2) A plus fortes doses, il entraîne l’initié dans
des visions initiatiques.
Les finalités de l’initiation sont multiples :il
s’agit d’une part de projeter l’initié dans la dimension de l’origine des temps,
de sorte qu’il revive les souvenirs et le cheminement des milliers de générations
qui l’ont précédé dans la chaîne de l’existence. Le bwiti part de l’idée que
nous recevons ces souvenirs en legs, de sorte que chaque mémoire individuelle
est une parcelle de la mémoire collective et immémoriale de la société. Le bwiti
fonctionne donc comme une « constitution sociale », en tant qu’il invite chacun à perpétuer
l’unité de la société, à en respecter les règles et les principes fondateurs.
Le bwiti est aussi une école et une expérience de l’humilité :l’initié doit s’incliner
devant la grandeur de l’oeuvre des anciens et prendre conscience qu’ « un seul
doigt ne peut jamais laver la figure ».
D’autre part, le bwiti a une fonction curative.

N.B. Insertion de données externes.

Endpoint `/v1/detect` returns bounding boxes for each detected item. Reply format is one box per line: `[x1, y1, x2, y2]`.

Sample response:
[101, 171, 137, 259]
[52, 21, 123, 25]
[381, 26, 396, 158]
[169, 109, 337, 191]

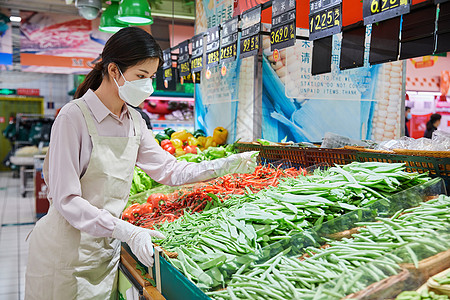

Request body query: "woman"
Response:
[423, 114, 442, 139]
[25, 27, 256, 300]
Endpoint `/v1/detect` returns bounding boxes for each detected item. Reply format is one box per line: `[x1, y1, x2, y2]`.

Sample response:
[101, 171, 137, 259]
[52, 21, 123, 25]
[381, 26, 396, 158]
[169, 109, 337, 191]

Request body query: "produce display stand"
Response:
[236, 143, 450, 187]
[122, 177, 445, 300]
[119, 248, 165, 300]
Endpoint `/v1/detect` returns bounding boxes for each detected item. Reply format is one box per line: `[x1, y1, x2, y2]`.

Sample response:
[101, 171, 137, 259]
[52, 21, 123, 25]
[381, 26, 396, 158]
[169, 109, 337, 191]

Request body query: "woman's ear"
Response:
[108, 63, 120, 81]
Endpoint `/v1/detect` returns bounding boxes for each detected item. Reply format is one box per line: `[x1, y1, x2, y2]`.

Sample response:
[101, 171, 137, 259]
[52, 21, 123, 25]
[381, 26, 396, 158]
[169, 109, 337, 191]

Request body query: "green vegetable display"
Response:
[207, 196, 450, 300]
[130, 167, 161, 196]
[154, 163, 428, 290]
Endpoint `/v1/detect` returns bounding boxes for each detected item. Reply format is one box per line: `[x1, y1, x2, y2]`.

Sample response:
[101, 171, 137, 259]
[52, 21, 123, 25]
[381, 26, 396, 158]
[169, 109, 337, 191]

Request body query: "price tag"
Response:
[363, 0, 411, 25]
[309, 1, 342, 41]
[178, 40, 191, 77]
[191, 33, 203, 73]
[239, 5, 261, 58]
[163, 48, 172, 81]
[270, 0, 296, 51]
[206, 26, 220, 67]
[220, 16, 239, 62]
[270, 21, 296, 50]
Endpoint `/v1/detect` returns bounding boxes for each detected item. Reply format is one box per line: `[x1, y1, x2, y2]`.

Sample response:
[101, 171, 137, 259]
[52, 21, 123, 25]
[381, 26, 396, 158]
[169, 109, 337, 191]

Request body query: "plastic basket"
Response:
[304, 148, 356, 167]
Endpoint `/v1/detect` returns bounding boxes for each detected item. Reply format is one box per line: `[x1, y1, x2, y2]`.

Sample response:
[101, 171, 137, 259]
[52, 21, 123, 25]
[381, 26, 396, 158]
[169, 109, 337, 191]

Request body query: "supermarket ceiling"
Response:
[0, 0, 78, 15]
[0, 0, 195, 22]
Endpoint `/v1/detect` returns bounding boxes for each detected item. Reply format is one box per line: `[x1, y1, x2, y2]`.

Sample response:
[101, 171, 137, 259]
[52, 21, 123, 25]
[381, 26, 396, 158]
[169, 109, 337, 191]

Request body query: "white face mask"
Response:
[113, 69, 153, 107]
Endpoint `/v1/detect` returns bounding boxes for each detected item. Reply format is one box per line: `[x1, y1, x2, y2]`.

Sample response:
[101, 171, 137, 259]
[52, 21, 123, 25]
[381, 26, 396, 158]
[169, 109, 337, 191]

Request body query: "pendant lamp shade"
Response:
[98, 1, 127, 33]
[116, 0, 153, 25]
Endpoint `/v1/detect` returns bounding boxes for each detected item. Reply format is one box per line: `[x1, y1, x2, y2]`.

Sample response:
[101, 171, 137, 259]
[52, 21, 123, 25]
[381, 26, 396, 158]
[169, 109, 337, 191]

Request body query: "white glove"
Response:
[213, 151, 259, 177]
[112, 219, 166, 267]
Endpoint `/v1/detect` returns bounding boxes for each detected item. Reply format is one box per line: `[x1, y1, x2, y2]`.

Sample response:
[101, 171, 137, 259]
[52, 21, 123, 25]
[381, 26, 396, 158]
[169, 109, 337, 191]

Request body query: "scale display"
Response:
[363, 0, 411, 25]
[239, 5, 261, 58]
[191, 33, 203, 73]
[270, 0, 296, 51]
[163, 48, 173, 81]
[178, 40, 191, 77]
[309, 0, 342, 41]
[220, 16, 239, 62]
[206, 26, 220, 67]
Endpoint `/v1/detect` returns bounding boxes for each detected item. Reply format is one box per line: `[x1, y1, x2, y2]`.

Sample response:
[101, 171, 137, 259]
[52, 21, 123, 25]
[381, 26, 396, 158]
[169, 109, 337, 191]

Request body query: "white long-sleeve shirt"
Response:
[48, 90, 215, 237]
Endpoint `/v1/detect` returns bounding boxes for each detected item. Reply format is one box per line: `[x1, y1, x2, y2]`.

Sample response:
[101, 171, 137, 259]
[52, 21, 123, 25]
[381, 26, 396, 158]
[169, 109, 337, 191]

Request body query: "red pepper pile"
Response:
[122, 166, 306, 228]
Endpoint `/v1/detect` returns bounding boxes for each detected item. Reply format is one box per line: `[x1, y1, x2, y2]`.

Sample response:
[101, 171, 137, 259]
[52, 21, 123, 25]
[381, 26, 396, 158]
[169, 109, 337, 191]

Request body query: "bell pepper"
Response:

La connaissance des plantes médicinales est un autre aspect de l’arsenal des
grands initiés. La maladie du corps ou de l’âme est perçue comme une rupture
de l’harmonie entre l’homme et les éléments. Cela peut résulter de la transgression
d’une loi du groupe ou de la nature, d’une négligence dans l’observation du culte
aux ancêtres ou même d’une malveillance humaine. Le pouvoir de guérison du bwiti
va permettre de rétablir cette harmonie, de réconcilier l’homme avec les ancêtres
et d’anéantir les mauvais sorts. L’efficacité de l’ibogaïne et de ses dérivés
a été attesté scientifiquement, notamment dans le traitement des personnes dépendantes
des drogues dures. Les scientifiques affirment avoir obtenu avec l’ibogaïne plus
de résultats satisfaisants dans le sevrage des toxicomanes qu’avec les méthodes
utilisées jusqu’alors et que l’ibogaïne elle-même n’entraîne aucune accoutumance.